The plan will extend a 2 percent cut in the payroll tax through the end of the year, as well preventing a decrease in Medicare payments to doctors and extending unemployment benefits (but cutting the length of time jobless Americans receive them).
Only three Minnesotans voted against the plan: Michele Bachmann, and Collin Peterson, who were cool to extending the tax break in the first place, and Keith Ellison. President Obama, who had made extending the tax cut one of his top priorities this year, is expected to sign the plan into law soon.
The average Minnesotan will save $525 a year because of the extension.
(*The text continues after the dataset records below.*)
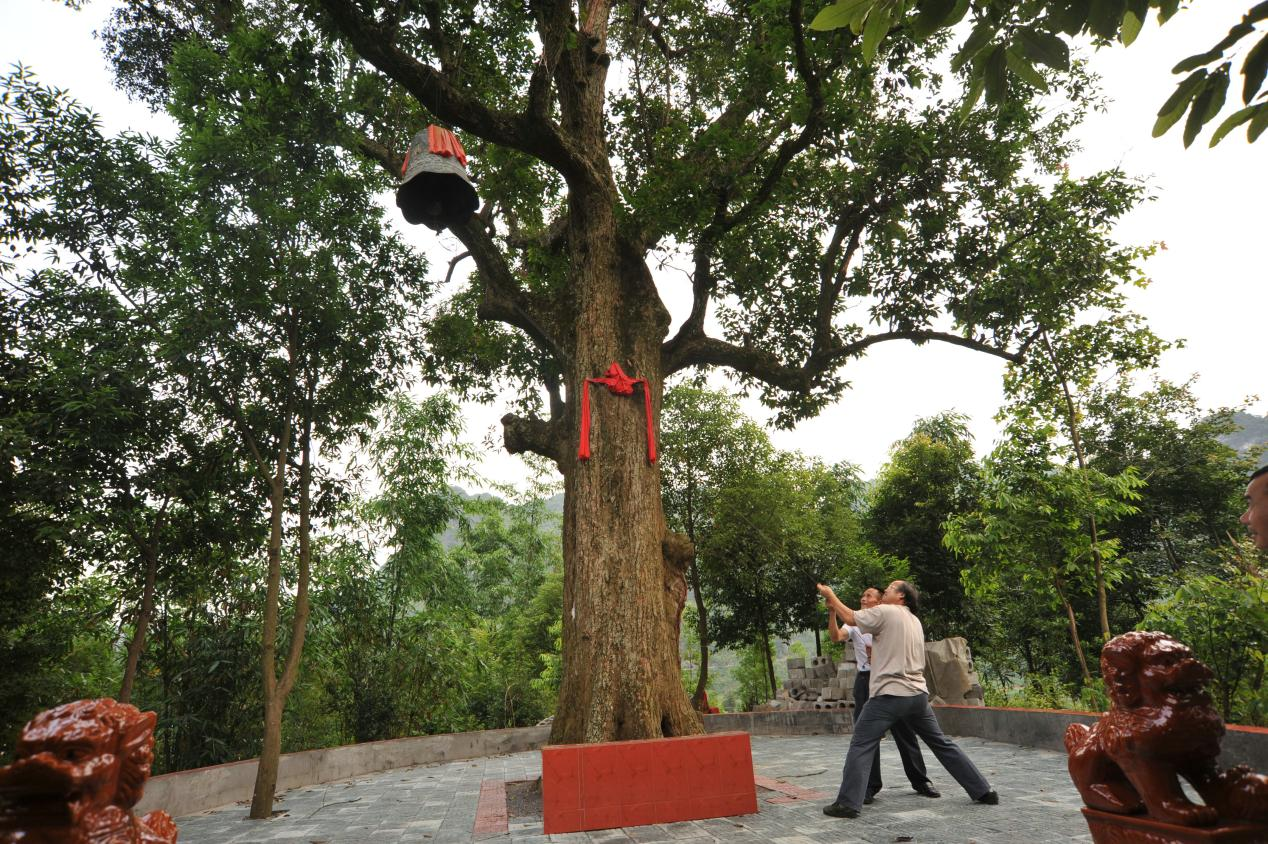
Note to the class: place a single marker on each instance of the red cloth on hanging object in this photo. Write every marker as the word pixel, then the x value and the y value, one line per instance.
pixel 444 142
pixel 619 384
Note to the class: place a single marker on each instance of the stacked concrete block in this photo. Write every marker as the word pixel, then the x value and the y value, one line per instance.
pixel 813 683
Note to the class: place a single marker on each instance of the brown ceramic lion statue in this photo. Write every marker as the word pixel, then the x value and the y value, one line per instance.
pixel 80 769
pixel 1160 726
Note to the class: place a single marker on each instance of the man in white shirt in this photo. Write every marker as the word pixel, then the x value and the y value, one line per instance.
pixel 908 749
pixel 1255 518
pixel 898 693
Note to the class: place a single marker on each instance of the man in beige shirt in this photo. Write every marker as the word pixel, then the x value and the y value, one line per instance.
pixel 904 738
pixel 898 693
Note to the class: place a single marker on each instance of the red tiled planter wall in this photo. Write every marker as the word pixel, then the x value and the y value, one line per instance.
pixel 656 781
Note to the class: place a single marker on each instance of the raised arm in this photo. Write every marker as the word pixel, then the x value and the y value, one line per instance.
pixel 834 631
pixel 834 605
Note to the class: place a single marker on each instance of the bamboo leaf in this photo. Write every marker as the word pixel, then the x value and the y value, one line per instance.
pixel 1233 122
pixel 1131 27
pixel 1197 61
pixel 875 31
pixel 936 14
pixel 973 44
pixel 1018 65
pixel 996 75
pixel 973 95
pixel 840 14
pixel 1176 104
pixel 1258 124
pixel 1044 47
pixel 1253 70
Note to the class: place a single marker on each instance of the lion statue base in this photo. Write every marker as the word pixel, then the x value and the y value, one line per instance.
pixel 1160 728
pixel 80 771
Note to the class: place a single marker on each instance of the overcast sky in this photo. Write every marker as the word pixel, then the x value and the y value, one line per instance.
pixel 1209 208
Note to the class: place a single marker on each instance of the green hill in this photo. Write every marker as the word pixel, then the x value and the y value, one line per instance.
pixel 1253 436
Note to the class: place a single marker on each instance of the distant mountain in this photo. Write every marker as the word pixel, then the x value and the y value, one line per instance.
pixel 1253 436
pixel 450 539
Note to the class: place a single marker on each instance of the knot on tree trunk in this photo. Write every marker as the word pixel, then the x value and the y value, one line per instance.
pixel 677 550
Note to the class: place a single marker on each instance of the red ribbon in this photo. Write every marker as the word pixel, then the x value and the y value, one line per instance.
pixel 619 384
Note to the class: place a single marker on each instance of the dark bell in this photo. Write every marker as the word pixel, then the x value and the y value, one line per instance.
pixel 435 189
pixel 438 200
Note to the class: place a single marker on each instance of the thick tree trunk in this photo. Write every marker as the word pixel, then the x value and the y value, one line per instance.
pixel 698 700
pixel 142 624
pixel 621 676
pixel 770 663
pixel 1074 636
pixel 1072 417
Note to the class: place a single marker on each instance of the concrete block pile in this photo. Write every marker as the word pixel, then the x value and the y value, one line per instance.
pixel 819 683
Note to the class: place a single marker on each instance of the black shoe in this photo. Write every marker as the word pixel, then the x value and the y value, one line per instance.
pixel 840 810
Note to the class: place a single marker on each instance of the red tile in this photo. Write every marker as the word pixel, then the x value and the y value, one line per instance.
pixel 561 777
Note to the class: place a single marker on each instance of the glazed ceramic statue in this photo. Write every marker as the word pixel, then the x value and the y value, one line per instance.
pixel 1160 728
pixel 80 769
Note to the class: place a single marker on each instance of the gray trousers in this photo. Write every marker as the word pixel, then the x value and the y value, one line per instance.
pixel 904 738
pixel 878 716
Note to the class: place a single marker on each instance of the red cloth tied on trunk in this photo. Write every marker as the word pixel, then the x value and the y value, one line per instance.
pixel 619 384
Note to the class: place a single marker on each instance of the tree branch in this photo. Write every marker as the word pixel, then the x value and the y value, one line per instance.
pixel 525 132
pixel 504 299
pixel 530 434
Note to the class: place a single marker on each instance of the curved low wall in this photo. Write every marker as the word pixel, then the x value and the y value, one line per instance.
pixel 187 792
pixel 1046 729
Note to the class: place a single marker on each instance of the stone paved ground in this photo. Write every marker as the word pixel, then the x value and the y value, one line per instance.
pixel 436 805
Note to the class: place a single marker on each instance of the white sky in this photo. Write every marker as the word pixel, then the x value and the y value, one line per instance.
pixel 1209 285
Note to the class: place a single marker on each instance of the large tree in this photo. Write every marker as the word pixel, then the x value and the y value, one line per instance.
pixel 822 205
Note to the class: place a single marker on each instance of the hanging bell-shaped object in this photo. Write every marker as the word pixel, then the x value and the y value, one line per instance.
pixel 435 189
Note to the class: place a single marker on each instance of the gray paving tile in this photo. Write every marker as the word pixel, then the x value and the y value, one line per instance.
pixel 436 805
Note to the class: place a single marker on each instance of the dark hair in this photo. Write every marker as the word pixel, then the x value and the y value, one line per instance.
pixel 911 597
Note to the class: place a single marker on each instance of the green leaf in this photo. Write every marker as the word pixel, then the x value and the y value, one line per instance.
pixel 973 95
pixel 1253 70
pixel 1044 47
pixel 1233 122
pixel 1072 17
pixel 936 14
pixel 875 31
pixel 1197 61
pixel 1176 104
pixel 996 75
pixel 840 14
pixel 1258 124
pixel 1131 25
pixel 1023 69
pixel 974 43
pixel 1206 105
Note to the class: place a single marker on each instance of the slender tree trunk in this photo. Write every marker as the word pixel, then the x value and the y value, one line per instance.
pixel 698 700
pixel 1074 636
pixel 142 624
pixel 621 674
pixel 1073 422
pixel 770 663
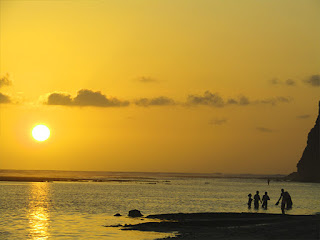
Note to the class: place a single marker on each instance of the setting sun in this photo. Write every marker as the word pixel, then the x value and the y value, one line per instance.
pixel 40 133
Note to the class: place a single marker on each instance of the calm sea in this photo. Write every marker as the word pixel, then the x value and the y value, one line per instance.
pixel 81 210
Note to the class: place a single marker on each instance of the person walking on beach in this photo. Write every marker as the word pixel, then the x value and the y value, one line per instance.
pixel 257 199
pixel 249 200
pixel 265 199
pixel 286 201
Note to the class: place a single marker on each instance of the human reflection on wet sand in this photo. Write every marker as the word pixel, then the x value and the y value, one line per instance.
pixel 38 210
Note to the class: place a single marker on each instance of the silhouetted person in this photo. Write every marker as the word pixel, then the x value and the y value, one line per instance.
pixel 257 199
pixel 265 199
pixel 289 201
pixel 249 200
pixel 286 201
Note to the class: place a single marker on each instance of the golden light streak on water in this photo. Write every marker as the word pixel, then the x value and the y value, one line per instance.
pixel 38 212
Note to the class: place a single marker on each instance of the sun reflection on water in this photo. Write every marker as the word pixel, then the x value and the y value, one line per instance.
pixel 38 211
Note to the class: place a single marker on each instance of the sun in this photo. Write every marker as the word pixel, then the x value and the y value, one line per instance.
pixel 41 133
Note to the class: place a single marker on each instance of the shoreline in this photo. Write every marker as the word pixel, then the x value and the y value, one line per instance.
pixel 205 226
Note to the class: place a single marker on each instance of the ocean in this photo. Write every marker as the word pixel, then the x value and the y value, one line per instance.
pixel 83 209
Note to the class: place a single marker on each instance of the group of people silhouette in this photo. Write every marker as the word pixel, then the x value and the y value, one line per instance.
pixel 286 201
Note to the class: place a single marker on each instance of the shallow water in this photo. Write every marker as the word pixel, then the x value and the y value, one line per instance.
pixel 81 210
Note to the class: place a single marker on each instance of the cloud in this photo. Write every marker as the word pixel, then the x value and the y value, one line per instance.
pixel 313 80
pixel 4 98
pixel 5 81
pixel 208 99
pixel 274 101
pixel 218 121
pixel 242 100
pixel 159 101
pixel 215 100
pixel 147 80
pixel 275 81
pixel 304 116
pixel 265 130
pixel 59 99
pixel 85 97
pixel 288 82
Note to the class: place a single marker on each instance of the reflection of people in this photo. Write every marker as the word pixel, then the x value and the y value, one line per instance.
pixel 256 200
pixel 265 199
pixel 249 200
pixel 286 201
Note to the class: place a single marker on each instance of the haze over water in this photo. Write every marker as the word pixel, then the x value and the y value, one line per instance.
pixel 71 210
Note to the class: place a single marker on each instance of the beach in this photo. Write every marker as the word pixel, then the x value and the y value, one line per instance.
pixel 205 226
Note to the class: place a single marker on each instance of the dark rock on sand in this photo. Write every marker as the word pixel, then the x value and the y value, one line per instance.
pixel 309 164
pixel 233 226
pixel 135 213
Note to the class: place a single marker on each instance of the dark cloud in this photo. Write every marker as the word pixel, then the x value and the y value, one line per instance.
pixel 4 98
pixel 159 101
pixel 290 82
pixel 313 80
pixel 85 97
pixel 274 101
pixel 5 81
pixel 218 121
pixel 59 99
pixel 304 116
pixel 263 129
pixel 147 80
pixel 208 98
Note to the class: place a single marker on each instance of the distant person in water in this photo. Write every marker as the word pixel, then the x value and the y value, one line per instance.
pixel 286 202
pixel 249 200
pixel 265 199
pixel 257 199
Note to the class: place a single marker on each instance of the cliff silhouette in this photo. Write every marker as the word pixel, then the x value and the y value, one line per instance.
pixel 309 164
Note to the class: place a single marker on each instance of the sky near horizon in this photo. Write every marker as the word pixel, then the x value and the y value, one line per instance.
pixel 167 86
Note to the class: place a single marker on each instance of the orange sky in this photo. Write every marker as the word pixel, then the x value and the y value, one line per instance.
pixel 179 86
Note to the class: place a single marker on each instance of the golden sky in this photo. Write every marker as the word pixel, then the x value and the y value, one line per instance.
pixel 170 86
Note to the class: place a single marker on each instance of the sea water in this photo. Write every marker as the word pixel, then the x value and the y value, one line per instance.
pixel 82 210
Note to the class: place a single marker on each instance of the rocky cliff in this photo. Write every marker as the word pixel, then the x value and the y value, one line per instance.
pixel 309 164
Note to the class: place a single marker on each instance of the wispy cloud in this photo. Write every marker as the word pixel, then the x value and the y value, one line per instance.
pixel 313 80
pixel 265 130
pixel 158 101
pixel 218 121
pixel 289 82
pixel 85 97
pixel 215 100
pixel 208 99
pixel 147 80
pixel 304 116
pixel 4 98
pixel 5 81
pixel 274 101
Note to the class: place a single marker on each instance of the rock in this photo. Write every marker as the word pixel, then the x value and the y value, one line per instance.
pixel 309 164
pixel 135 213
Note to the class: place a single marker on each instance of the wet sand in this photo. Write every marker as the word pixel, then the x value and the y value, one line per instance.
pixel 205 226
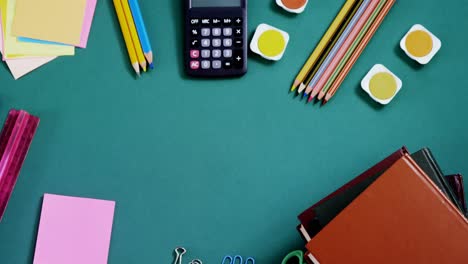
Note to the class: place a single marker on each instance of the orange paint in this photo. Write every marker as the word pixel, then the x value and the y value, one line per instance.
pixel 294 4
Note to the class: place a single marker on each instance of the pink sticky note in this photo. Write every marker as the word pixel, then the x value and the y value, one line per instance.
pixel 88 20
pixel 20 67
pixel 74 230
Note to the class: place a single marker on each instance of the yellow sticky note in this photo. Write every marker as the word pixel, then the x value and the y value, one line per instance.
pixel 51 20
pixel 13 48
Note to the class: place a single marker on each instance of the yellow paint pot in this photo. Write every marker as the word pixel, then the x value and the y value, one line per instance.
pixel 269 42
pixel 420 44
pixel 381 84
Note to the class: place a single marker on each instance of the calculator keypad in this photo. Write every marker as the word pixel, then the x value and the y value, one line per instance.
pixel 216 43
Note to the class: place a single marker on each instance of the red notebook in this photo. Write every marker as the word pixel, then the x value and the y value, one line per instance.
pixel 403 217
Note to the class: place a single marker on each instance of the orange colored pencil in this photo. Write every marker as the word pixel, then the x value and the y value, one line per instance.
pixel 359 50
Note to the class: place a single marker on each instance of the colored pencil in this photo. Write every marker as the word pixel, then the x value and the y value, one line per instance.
pixel 351 50
pixel 134 34
pixel 321 82
pixel 126 35
pixel 348 29
pixel 322 44
pixel 142 33
pixel 358 51
pixel 330 45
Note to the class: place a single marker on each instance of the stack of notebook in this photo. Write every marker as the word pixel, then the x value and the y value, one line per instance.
pixel 402 210
pixel 35 32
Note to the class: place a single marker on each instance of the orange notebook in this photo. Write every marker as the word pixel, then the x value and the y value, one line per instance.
pixel 401 218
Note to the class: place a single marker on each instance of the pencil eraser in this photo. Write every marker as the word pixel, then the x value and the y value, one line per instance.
pixel 293 6
pixel 269 42
pixel 420 44
pixel 381 84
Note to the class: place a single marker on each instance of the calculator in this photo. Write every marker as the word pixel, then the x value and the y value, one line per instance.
pixel 215 38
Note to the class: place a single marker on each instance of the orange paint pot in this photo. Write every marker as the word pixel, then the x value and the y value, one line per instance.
pixel 293 6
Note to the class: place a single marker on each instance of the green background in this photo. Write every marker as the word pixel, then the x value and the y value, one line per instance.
pixel 224 166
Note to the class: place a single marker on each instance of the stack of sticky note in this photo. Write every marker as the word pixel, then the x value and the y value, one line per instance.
pixel 35 32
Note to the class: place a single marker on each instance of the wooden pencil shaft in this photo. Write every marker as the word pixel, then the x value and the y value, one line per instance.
pixel 359 50
pixel 349 16
pixel 318 50
pixel 353 46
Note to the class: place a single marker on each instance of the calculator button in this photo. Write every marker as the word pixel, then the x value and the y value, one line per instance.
pixel 238 59
pixel 227 64
pixel 216 54
pixel 194 65
pixel 206 65
pixel 195 32
pixel 216 43
pixel 206 32
pixel 216 64
pixel 227 32
pixel 194 54
pixel 227 21
pixel 216 32
pixel 206 53
pixel 227 53
pixel 205 43
pixel 195 43
pixel 195 21
pixel 238 43
pixel 227 42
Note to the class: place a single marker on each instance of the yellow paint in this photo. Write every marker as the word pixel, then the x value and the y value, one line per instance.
pixel 383 86
pixel 271 43
pixel 419 43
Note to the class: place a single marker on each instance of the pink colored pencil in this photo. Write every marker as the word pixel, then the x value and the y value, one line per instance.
pixel 358 51
pixel 342 51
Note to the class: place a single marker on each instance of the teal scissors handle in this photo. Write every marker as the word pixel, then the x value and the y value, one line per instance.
pixel 225 259
pixel 295 254
pixel 250 260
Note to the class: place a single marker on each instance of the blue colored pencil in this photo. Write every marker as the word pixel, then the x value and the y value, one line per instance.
pixel 141 29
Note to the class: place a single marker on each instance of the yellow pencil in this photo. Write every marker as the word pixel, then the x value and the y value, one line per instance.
pixel 126 35
pixel 323 44
pixel 134 34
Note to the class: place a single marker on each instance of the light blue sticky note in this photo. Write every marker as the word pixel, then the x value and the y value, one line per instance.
pixel 38 41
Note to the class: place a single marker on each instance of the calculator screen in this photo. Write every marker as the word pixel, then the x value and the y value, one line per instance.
pixel 216 3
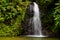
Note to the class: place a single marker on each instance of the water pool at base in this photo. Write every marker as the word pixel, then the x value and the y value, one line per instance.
pixel 27 38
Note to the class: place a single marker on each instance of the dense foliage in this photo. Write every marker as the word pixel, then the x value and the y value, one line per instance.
pixel 12 13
Total, the $100 billion deal will reduce taxes for nearly 160 million people.
The bill also caps the length of time unemployed workers can receive federal unemployment benefits from the Emergency Unemployment Compensation and the Extended Benefits programs, from a maximum of 99 weeks in some states to 73 weeks by this fall. This shortened time period will have little affect on Minnesota, since the state’s three-month unemployment rate of 6.4 percent disqualified it from receiving the extended benefits in mid-January. That cut off an additional 13 weeks of benefits for 7,000 unemployed workers, stopping benefits after 73 weeks.
Gov. Mark Dayton had asked for a change in federal policy allowing an extension of the emergency benefits while the unemployment rate says above 5.5 percent. That did not happen.